2. INITIAL APPEARANCE. Within 48 hours of arrest, the person arrested must be brought before a judge to be informed of the charges that are holding him or her in jail and to have the judge set a bond.
3. BOND HEARING. The person arrested on a felony cannot get out of jail without a bond. A bond is an amount of money paid by the person arrested (cash bond) or with the help of a bondsman who takes a percentage of cash money on the bond issued by the Court(about 10 percent)and then insures the remaining amount. A bond is paid to insure that the arrested person will come to Court. If the accused person does not show up for court after “bonding out of jail”, then a judge will issue a bench warrant for the accused person’s arrest and a judgment that if the accused is not arrested the bond is forfeited. The bonding company attempts to capture the accused to avoid paying out the judgment for the full amount of the bond. If a bond is set unreasonably too high for the accused to be released, then the accused’s lawyer can request a bond reduction hearing before the judge. There are some instances when the accused is not entitled to a bond due to being a flight risk or risk to the safety of the victim.
4.PRELIMINARY HEARING. A preliminary hearing is conducted to show whether there is probable cause to hold the accused in jail until the Grand Jury meets. The accused person has a preliminary hearing if he or she cannot successfully be released from jail on a bond. If the accused is released from jail on a bond, then there is no right to preliminary hearing.
5.GRAND JURY. In Mississippi, a “felony” criminal case moves from the local city or Justice Court to Circuit Court after the accused is indicted by a grand jury. The district attorney’s office presents a “felony” criminal case to a secret grand jury to determine if the State of Mississippi has enough evidence to fairly require a citizen to answer to and defend against a felony criminal charge.
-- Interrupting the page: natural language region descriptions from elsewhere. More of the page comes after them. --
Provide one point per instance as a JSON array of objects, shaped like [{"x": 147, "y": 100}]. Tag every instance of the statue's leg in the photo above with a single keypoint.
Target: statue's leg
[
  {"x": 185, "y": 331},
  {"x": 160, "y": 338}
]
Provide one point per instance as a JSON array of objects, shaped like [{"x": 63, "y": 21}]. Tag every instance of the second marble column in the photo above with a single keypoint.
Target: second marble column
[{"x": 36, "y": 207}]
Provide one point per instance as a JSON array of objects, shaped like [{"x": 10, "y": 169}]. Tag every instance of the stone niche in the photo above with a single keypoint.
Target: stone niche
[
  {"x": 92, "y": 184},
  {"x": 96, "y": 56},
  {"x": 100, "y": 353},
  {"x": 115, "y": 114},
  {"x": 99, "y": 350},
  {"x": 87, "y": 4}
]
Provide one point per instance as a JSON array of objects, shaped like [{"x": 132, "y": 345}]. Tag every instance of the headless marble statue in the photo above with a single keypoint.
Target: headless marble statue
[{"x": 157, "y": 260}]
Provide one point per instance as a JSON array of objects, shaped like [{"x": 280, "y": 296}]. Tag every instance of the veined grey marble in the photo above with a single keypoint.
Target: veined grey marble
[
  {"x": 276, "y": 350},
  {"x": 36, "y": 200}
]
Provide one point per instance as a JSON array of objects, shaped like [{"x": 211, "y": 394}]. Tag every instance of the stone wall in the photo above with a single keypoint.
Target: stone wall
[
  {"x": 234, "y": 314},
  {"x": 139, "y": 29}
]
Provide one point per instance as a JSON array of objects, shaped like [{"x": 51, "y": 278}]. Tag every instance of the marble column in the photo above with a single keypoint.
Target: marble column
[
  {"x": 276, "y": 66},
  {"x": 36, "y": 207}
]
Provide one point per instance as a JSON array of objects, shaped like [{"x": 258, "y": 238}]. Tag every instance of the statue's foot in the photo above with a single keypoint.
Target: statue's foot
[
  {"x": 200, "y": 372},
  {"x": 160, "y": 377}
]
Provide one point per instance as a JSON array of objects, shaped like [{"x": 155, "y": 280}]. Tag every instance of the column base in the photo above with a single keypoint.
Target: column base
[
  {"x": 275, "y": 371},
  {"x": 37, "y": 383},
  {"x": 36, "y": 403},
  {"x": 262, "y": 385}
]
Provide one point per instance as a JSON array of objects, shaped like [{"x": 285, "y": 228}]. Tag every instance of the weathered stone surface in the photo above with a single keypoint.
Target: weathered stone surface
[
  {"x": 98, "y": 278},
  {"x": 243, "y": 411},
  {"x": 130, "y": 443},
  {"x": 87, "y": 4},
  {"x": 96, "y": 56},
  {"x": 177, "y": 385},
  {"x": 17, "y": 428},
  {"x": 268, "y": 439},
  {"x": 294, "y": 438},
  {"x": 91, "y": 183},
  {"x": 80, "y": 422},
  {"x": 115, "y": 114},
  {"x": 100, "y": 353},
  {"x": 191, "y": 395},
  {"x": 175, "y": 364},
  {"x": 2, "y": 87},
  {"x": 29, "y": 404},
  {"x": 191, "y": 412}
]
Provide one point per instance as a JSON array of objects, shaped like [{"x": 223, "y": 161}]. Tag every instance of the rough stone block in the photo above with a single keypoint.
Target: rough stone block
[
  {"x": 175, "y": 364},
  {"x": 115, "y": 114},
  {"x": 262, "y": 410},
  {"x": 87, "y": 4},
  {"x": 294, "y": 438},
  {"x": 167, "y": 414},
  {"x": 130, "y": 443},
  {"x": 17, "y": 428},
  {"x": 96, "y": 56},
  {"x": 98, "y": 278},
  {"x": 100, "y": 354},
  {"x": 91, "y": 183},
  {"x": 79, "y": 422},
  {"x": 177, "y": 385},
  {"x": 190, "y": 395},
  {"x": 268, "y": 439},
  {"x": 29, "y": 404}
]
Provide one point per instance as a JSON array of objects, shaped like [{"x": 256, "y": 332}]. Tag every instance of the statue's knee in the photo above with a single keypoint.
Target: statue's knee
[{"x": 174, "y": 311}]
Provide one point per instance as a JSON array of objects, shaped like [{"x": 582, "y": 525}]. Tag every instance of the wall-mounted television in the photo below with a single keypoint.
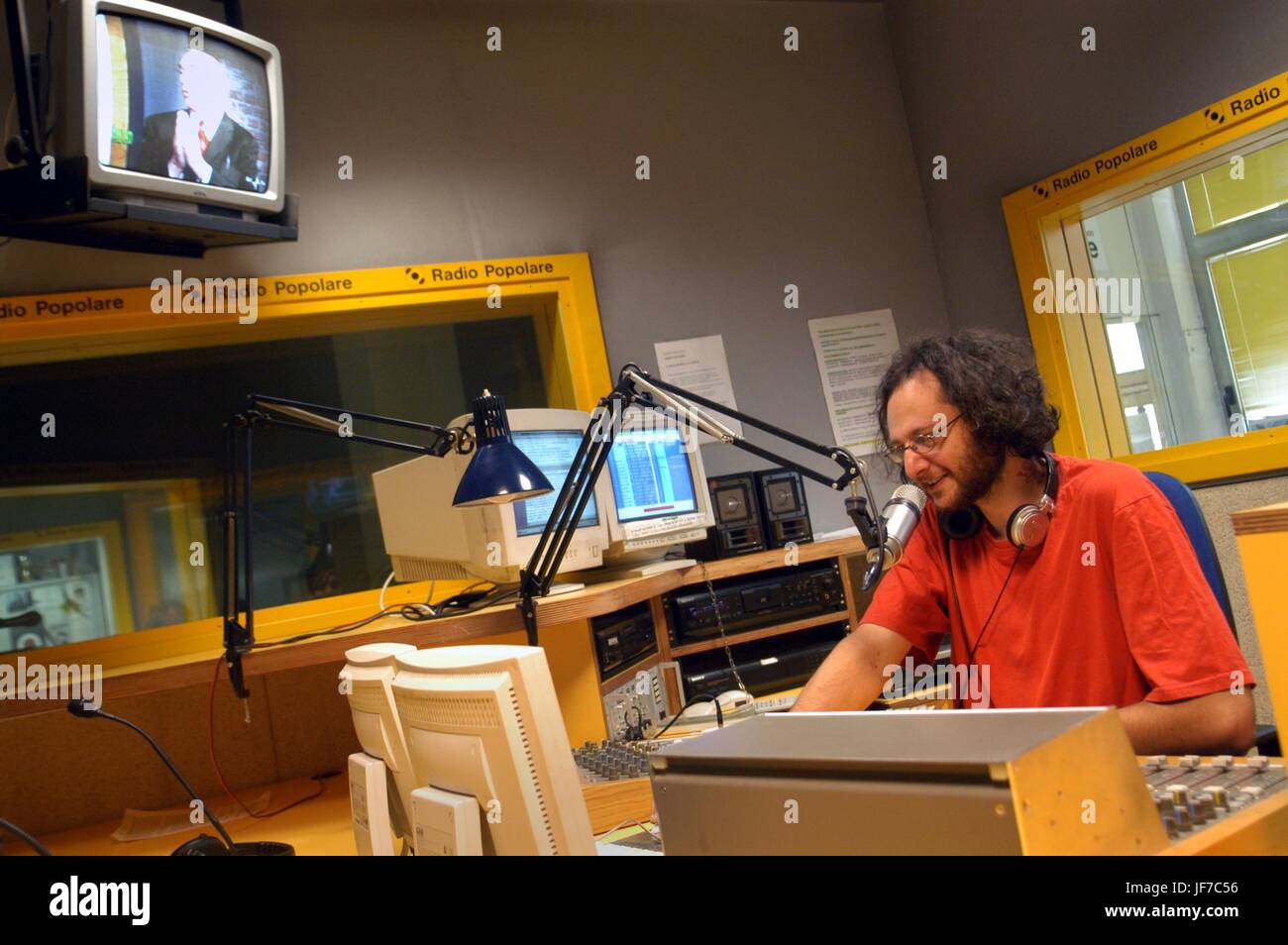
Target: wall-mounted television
[{"x": 167, "y": 104}]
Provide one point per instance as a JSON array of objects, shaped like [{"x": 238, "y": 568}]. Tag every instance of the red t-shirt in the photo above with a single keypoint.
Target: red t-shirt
[{"x": 1111, "y": 609}]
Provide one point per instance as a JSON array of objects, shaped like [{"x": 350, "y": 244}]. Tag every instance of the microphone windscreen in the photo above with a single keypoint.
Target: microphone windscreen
[{"x": 910, "y": 493}]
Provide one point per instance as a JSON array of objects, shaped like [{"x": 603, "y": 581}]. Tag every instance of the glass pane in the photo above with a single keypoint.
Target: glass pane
[
  {"x": 104, "y": 499},
  {"x": 1233, "y": 192},
  {"x": 1249, "y": 292},
  {"x": 1199, "y": 269}
]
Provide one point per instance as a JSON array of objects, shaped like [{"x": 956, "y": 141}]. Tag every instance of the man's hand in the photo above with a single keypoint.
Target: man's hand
[
  {"x": 854, "y": 673},
  {"x": 189, "y": 145},
  {"x": 1214, "y": 724}
]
If the grand jury rejects the district attorney’s case for indictment, then the lower court may take the case back and prosecute the case as a misdemeanor. The primary difference between a felony and misdemeanor is that if convicted of the felony, the possible jail time for the accused is more than one year.
6.SERVICE OF CAPIAS AND INDICTMENT. After the grand jury issues a felony capias and indictment against the accused, the sheriff will serve a copy of the capias and indictment to the accused person with a list of charges and a date to appear before the Circuit Court. If the person is already out of jail on a bond and on good terms with the bonding company, then sometimes the accused can pick up their capias and indictment from the sheriff’s office instead of being arrested again. Sometimes the accused has to be arrested for the first time upon the indictment and released from jail with a bond.
7.ARRAIGNMENT. An arraignment is a formal hearing where the accused appears before the Circuit Court and pleads guilty or not guilty of the felony charge or charges stated in the indictment from the grand jury.
8.6th AMENDMENT RIGHT TO AN ATTORNEY. A person accused of a felony can either hire a private attorney to help defend against the felony indictment or may be entitled to a public defender if the accused is indigent or unable to pay for a private defense attorney.
9.DISCOVERY. After the accused either hires a defense attorney or utilizes the services of a court appointed attorney, the attorney will request discovery from the district attorney’s office. Discovery is basically all the evidence that the State of Mississippi has in the felony case, both good and bad. The defense lawyer will provide a copy of the discovery to the accused person and schedule an appointment to review discovery. The attorney and accused will also begin to discuss any plea offers made by the State of Mississippi. If the accused decides to take the case to trial, then reciprocal discovery from the accused will be required to be submitted to the district attorney’s office. Basically, both sides must submit any evidence they plan to introduce at trial in the discovery process prior to trial or risk that evidence not being admitted at trial.
10.PLEA. If the accused decides to accept a plea offer from the district attorney’s office, rather than take the case to trial, then the accused will submit a plea petition and participate in a hearing before the Circuit Court Judge to accept that plea. Typically, the district attorney will have a recommendation for sentencing on the case but the Circuit Court Judge is not required to accept that recommendation from the district attorney.
11.TRIAL. If plea negotiations are unsuccessful or the accused maintains his or her innocence, then the case may proceed to trial. If the accused is found not guilty or innocent at trial, then the case is over and the accused is free to leave. If the accused is found guilty at trial, then the Court can proceed or put off sentencing of the convicted person to a later date.
12.APPEAL. If the accused person is found guilty and the Circuit Court Judge will not reconsider his ruling, the convicted person may appeal the Circuit Court Judge’s ruling to either the Mississippi Court of Appeals or the Mississippi Supreme Court to decide whether the Circuit Court Judge’s decision will be upheld. A ruling from the Mississippi Court of Appeals may be appealed to the Mississippi Supreme Court.